The number of IT based security threats is growing as cyber criminals attack businesses to access confidential information and intellectual property. Symantec estimates that last year 285 million records were stolen with IT theft costing companies about USD$600 million globally. Locally, Symantec estimates IT theft costs Australian companies AU$1 billion.
With a new security threats emerging every day, keeping computer networks safe and security measures up-to- date should be a priority for any business. But with around 46 percent of SMEs operating without dedicated IT staff, understanding the possible threats and having the ability to protect computer systems can be challenging.
The IT threat landscape has changed dramatically over the past few years.
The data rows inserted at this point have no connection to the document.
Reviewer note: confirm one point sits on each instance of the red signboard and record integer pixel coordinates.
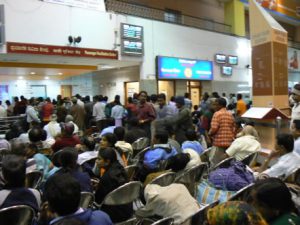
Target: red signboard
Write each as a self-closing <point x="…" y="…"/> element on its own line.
<point x="25" y="48"/>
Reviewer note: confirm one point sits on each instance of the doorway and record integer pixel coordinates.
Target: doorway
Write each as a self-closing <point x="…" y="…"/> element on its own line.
<point x="66" y="91"/>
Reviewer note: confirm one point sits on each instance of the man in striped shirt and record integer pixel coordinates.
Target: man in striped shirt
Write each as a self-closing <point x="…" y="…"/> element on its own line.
<point x="222" y="130"/>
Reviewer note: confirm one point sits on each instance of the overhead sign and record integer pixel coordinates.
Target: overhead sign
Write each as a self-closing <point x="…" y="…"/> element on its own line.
<point x="184" y="69"/>
<point x="130" y="31"/>
<point x="87" y="4"/>
<point x="37" y="49"/>
<point x="130" y="47"/>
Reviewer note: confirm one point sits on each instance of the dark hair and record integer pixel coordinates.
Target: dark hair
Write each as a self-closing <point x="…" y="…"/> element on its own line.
<point x="191" y="135"/>
<point x="162" y="136"/>
<point x="62" y="192"/>
<point x="119" y="132"/>
<point x="36" y="134"/>
<point x="296" y="124"/>
<point x="68" y="158"/>
<point x="111" y="139"/>
<point x="162" y="95"/>
<point x="108" y="154"/>
<point x="178" y="162"/>
<point x="286" y="140"/>
<point x="221" y="102"/>
<point x="14" y="170"/>
<point x="89" y="143"/>
<point x="274" y="193"/>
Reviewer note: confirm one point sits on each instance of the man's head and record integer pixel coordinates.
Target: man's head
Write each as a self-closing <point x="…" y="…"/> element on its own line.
<point x="143" y="96"/>
<point x="296" y="93"/>
<point x="161" y="99"/>
<point x="62" y="192"/>
<point x="13" y="169"/>
<point x="179" y="100"/>
<point x="161" y="137"/>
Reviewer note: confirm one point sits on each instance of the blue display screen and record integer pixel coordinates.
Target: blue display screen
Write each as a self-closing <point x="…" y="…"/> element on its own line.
<point x="184" y="69"/>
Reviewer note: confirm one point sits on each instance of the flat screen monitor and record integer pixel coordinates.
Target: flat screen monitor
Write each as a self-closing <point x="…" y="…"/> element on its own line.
<point x="171" y="68"/>
<point x="226" y="70"/>
<point x="130" y="47"/>
<point x="220" y="58"/>
<point x="232" y="60"/>
<point x="130" y="31"/>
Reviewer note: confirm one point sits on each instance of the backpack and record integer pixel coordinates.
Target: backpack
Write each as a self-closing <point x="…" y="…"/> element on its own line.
<point x="233" y="178"/>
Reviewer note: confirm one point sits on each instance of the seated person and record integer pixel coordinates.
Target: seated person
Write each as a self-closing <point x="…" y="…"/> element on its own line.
<point x="113" y="176"/>
<point x="67" y="138"/>
<point x="192" y="142"/>
<point x="171" y="201"/>
<point x="123" y="145"/>
<point x="14" y="191"/>
<point x="68" y="160"/>
<point x="287" y="162"/>
<point x="246" y="143"/>
<point x="272" y="198"/>
<point x="234" y="213"/>
<point x="63" y="195"/>
<point x="152" y="158"/>
<point x="134" y="131"/>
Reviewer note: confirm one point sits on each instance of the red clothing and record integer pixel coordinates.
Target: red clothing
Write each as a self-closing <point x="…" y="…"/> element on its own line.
<point x="146" y="112"/>
<point x="47" y="110"/>
<point x="62" y="142"/>
<point x="222" y="128"/>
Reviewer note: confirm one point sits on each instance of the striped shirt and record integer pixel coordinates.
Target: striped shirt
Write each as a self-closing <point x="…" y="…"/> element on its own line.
<point x="222" y="128"/>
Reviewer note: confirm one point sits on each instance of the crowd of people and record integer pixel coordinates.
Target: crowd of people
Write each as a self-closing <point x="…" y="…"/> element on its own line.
<point x="80" y="145"/>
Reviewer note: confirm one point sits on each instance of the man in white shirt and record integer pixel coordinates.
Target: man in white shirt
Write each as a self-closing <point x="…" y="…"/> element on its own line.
<point x="296" y="108"/>
<point x="99" y="112"/>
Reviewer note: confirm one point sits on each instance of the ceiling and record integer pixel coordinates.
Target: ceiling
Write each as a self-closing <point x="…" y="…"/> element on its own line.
<point x="39" y="67"/>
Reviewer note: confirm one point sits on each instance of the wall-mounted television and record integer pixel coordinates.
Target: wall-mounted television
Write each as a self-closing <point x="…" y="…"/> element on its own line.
<point x="220" y="58"/>
<point x="130" y="31"/>
<point x="171" y="68"/>
<point x="232" y="60"/>
<point x="226" y="70"/>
Today, attacks have become far more sophisticated and stealthy, targeting specific SMEs to reap financial gain. In fact, a recent Washington Post article cited that organised cyber-gangs in Eastern Europe are increasingly preying on small and mid-size companies in the United States to steal the banking credentials of small and mid-sized businesses. Given the internet has no boundaries, it won’t be long before Australian SMEs become a target for these cyber-gangs. So how can small businesses understand and protect themselves against these threats?
Understanding the threat landscape
Cyber criminals use software known as ‘malware’ to infiltrate or damage a business’ IT network without the business’ knowledge. Malware attacks have become increasingly subtle as new variants are developed. The worry for many small businesses is working out how to avoid these threats, which is not an easy task when detection is often difficult.
There has been an explosion of new malware variants that have prevailed this year alone, with the vast majority of threats being delivered by the internet in the form of malicious code attacks. The most threatening form of maliciously-coded websites are those designed to steal confidential information such as passwords or customer credit cards details.
The easiest way for malware to get into companies’ IT systems is through users clicking on unknown links from websites or spam emails and inadvertently downloading infected files. Once the recipient clicks on the link or opens the attachment, malware is downloaded and the fraudster has unlimited access to the businesses computer network.
‘Phishing’ is another illegal activity designed to trick people into divulging sensitive information. Phishers use spam, malicious Web sites, email messages and instant messages to trick people into divulging sensitive business information such as corporate passwords and customer records. With phishing attacks becoming commonplace, protecting confidential details is becoming increasingly difficult for business owners. Computers and personal mobile devices are connected in wider online networks, providing more opportunities for data to be attacked.